Getting better obviously, but the feet-on-the-ground experience for MLlib is still far from pleasant: hard to configure, hard to manage, hard to scale, hard to debug.

By way of anecdote, Spark's MLlib used to contain an implementation of word2vec that failed when used on more than 2 billion words (some arcane integer overflow). So much for scale!

As for performance, in 2016, the break-even point where a Spark cluster started being competitive with a single-machine implementation was around 12 Spark machines (a bit of a hindrance to rapid iterative development, which is the corner stone of R&D): https://radimrehurek.com/florence15.pdf


Can you be more specific in terms of issues with ML Lib? I'm thinking of using it with Spark cause of big data requirements, but have heard MLLib in particular is highly unreliable.


lol, that PDF is referencing Spark 1.3 from March 2015 and to say that you need 12 modern Spark machines to break-even with one machine running a non-distributed ML framework is ridiculously wrong.

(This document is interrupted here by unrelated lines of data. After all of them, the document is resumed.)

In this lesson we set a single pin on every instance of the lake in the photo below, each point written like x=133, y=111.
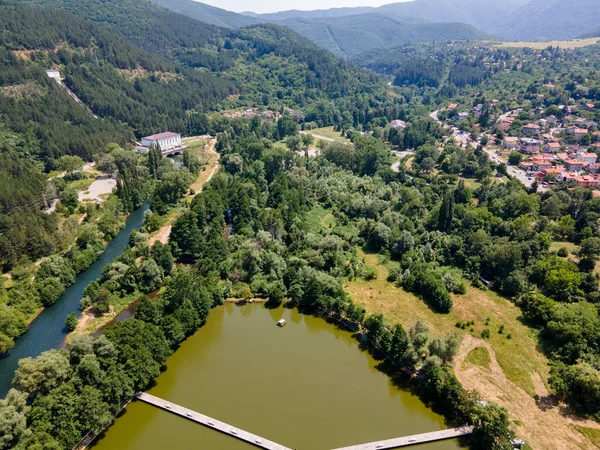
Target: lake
x=306, y=386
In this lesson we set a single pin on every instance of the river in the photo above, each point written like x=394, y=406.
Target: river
x=48, y=330
x=306, y=386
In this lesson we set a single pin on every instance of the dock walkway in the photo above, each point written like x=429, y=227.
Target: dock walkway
x=413, y=440
x=210, y=422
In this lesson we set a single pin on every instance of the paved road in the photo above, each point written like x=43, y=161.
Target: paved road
x=413, y=440
x=209, y=422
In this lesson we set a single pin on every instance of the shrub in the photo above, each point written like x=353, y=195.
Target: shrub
x=71, y=322
x=369, y=273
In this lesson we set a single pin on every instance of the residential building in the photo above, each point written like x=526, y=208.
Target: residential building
x=541, y=175
x=552, y=147
x=531, y=128
x=463, y=116
x=574, y=165
x=589, y=158
x=510, y=142
x=529, y=145
x=540, y=163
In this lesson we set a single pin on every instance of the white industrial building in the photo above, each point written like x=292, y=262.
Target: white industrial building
x=165, y=141
x=53, y=73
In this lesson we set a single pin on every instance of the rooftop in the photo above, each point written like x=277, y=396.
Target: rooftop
x=165, y=135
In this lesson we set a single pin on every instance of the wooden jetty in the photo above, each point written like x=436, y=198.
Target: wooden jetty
x=412, y=440
x=209, y=422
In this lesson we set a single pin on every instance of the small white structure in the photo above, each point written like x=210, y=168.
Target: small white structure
x=165, y=141
x=53, y=73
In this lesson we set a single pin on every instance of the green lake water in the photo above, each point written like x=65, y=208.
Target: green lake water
x=306, y=386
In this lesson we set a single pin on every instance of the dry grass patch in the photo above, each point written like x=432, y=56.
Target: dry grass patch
x=515, y=348
x=479, y=356
x=329, y=133
x=21, y=91
x=592, y=434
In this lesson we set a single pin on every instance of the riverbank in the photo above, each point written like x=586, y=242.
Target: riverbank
x=517, y=375
x=89, y=322
x=303, y=385
x=48, y=330
x=210, y=168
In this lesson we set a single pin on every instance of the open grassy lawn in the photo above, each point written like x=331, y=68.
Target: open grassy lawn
x=515, y=348
x=329, y=133
x=570, y=44
x=82, y=185
x=479, y=356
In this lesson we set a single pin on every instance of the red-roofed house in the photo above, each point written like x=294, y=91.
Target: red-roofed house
x=554, y=170
x=574, y=165
x=577, y=132
x=510, y=142
x=531, y=128
x=589, y=158
x=552, y=147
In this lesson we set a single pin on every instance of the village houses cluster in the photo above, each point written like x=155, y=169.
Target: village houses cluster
x=557, y=150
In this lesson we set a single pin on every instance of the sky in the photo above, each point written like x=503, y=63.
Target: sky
x=266, y=6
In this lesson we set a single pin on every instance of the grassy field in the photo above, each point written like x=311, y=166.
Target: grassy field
x=570, y=44
x=515, y=348
x=328, y=132
x=479, y=356
x=82, y=185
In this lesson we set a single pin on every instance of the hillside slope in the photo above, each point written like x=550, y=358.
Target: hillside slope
x=207, y=14
x=351, y=35
x=271, y=65
x=480, y=13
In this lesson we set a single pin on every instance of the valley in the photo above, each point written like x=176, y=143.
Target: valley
x=414, y=187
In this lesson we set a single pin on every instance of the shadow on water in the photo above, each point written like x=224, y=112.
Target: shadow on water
x=48, y=331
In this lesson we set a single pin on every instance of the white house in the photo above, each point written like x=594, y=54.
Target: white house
x=165, y=141
x=53, y=73
x=463, y=116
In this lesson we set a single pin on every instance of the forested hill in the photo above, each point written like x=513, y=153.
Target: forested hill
x=351, y=35
x=272, y=65
x=113, y=77
x=208, y=14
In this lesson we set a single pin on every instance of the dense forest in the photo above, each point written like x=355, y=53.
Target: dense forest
x=263, y=194
x=445, y=221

And he wan Spark on EMR, which was pretty unoptimized back then.


Hah, this is a great interview! [You can't really trust someone who calls themselves a data scientist, they are just taking that exciting and financially rewarding name], loosely paraphrasing. Too bad it is anonymous. It totally fits my unfair preconceptions of this field. I know, I'm a "computer scientist" with a phd, its not a real science if you have to put science in the name, that's what they tell me.


I've been seeing nothing but negative, dismissive comments about data science on HN lately, which is really disappointing. There's definitely a lot of hype right now about DL, but almost all of my job does not deal with Big Data or Deep Learning, 'just' machine learning + stats + calc + scripting + data cleaning + deploying models.

I think most people don't have big data (Amazon has an x1 with 4 TB of RAM, after all!) but there's no shame in that. I'll use a big machine for grid search or other embarrassingly parallelizable stuff, but I can confirm that Spark is usually a bad tool for actual ML unless you use one of their out-of-the-box algos. Even then, tuning the cluster on EMR with YARN is a pain, especially for pyspark. There's a gap, I think, between the inflated expectations of "I'm going to get general AI in 5 years and CHANGE THE WORLD" and "this K-means clustering will be a good way to explore our reviews", but somewhere in the middle there is actual value.

(I also hate that "AI" is becoming the new hype-train; I don't consider anything of what I do to be "AI", but you have people calling CNNs or even non-deep-learning models "AI"). This is only going to result in inflated expectations- DS practitioners have to communicate the value without hype, and also find a way to weed out charlatans.


It's silly you're getting downvoted for this well-articulated and insightful comment.

I think much of the negativity towards DS from the programming community is because the Data Scientist is what the programmer used to be ~15 years ago. It's that nerdy thing for a select group of very smart people, whereas being a software developer/engineer/architect/whatever has become just another common job (at least outside of Silicon Valley).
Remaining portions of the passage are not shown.